将动物个体归入各自的品种、种群或品系,除了可以发现潜在的遗传变异,促进这些品种适应不同的环境条件之外,还对全球牛群的进化分析具有重要意义。它对于发现牛群遗传变异的地理模式以及追溯牛种、食品和疾病的地理起源也很重要。有鉴于此,本研究利用两种著名的监督机器学习(ML)算法,即随机森林(RF)和极端梯度提升(XGBoost),对最初使用中密度 BovineSNP50 BeadChip 对代表 73 个种群的 1823 个个体生成的信息量最小的单核苷酸多态性(SNP)标记进行了阐明,以便将动物个体归入相应的系/群(非洲牛、欧洲牛、印地安牛或混血牛)以及该系/群中的相应种群。这两种 ML 模型分别使用信息量最大的 SNP 面板(大小分别为 48、96 和 192)进行训练,这些面板是通过两种统计方法(即主成分分析(PCA)和赖特固定指数(FST))以及两种 ML 方法(RF 与 Gini 和 RF 与 MDA)阐明的。每种标记预选方法都创建了三个具有最高判别能力 SNP 的面板(密度分别为 192、96 和 48)。根据动物在各系、种群组或种群中的分配情况,对这些面板进行了评估。结果表明,XGBoost 使用 192-SNP 面板(通过 RF 与 MDA 进行选择)实现了 95% 的最佳准确率,其次是 RF(93% 的准确率)使用 192-SNP 面板(通过 RF 与 Gini 或 MDA 进行选择)实现了动物到品系的分配。

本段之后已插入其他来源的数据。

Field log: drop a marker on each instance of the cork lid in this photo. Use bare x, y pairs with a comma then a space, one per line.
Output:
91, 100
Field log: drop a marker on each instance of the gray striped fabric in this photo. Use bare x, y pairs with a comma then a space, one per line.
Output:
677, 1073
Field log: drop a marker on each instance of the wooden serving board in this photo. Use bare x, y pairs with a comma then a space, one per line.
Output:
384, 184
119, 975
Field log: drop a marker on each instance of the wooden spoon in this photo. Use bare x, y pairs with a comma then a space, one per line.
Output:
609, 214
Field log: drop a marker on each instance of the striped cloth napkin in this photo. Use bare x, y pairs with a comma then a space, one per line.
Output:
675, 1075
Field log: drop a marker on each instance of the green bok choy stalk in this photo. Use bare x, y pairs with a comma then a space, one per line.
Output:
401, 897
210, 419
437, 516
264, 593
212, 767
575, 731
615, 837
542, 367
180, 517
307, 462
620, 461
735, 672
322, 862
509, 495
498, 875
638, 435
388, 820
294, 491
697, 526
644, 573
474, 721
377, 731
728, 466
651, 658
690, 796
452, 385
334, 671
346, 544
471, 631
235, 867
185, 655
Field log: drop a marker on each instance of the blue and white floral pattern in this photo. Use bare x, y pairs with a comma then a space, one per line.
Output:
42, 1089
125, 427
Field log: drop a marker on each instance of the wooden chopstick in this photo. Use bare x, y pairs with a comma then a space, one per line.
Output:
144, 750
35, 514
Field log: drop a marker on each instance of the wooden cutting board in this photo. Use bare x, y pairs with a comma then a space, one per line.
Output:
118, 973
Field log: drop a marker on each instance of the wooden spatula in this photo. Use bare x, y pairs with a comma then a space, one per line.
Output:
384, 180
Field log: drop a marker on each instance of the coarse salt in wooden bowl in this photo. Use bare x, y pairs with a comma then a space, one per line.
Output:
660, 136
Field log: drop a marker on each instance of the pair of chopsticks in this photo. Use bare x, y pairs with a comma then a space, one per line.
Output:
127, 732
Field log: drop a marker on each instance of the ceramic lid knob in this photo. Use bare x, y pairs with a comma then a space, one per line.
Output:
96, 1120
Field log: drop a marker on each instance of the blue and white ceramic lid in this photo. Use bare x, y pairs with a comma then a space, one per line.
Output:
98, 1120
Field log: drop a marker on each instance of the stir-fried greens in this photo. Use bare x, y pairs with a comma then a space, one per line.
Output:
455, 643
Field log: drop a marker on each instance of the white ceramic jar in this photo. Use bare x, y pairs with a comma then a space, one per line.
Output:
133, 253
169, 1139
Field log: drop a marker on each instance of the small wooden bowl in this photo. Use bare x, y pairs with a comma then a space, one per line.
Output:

同样,使用 48-SNP 面板(通过使用 Gini 算法的 RF 选择)训练的 RF 在将动物分配到非洲血统方面达到了 97% 的最佳准确率,而使用 96-SNP 面板(通过 PCA 选择)将动物分配到混血种群方面达到了 89% 的最佳准确率。另一方面,XGBoost 在使用 192-SNP 面板(通过 FST 方法选择)将动物归入欧洲品种时达到了 88% 的最佳准确率。此外,RF 和 XGBoost 的结果在将印地安血统的动物归入正确组别方面表现不佳,因为使用 RF 和 192-SNP 面板(通过 FST 方法选择)进行归类的最佳准确率为 66%。总之,该研究报告了统计和 ML 方法在鉴定鉴别性 SNPs 方面的适用性,除了揭示 XGBoost 和基于 RF 的 ML 模型在执行此类分配时的效率外,还有助于将个体分配到相应的品系和品系内的相应种群。与统计模型相比,这两种 ML 模型在将动物分配到特定系谱方面都取得了更好的成绩,而在将个体分配到各自系谱或种群组内的相应种群方面,它们的表现则相当接近。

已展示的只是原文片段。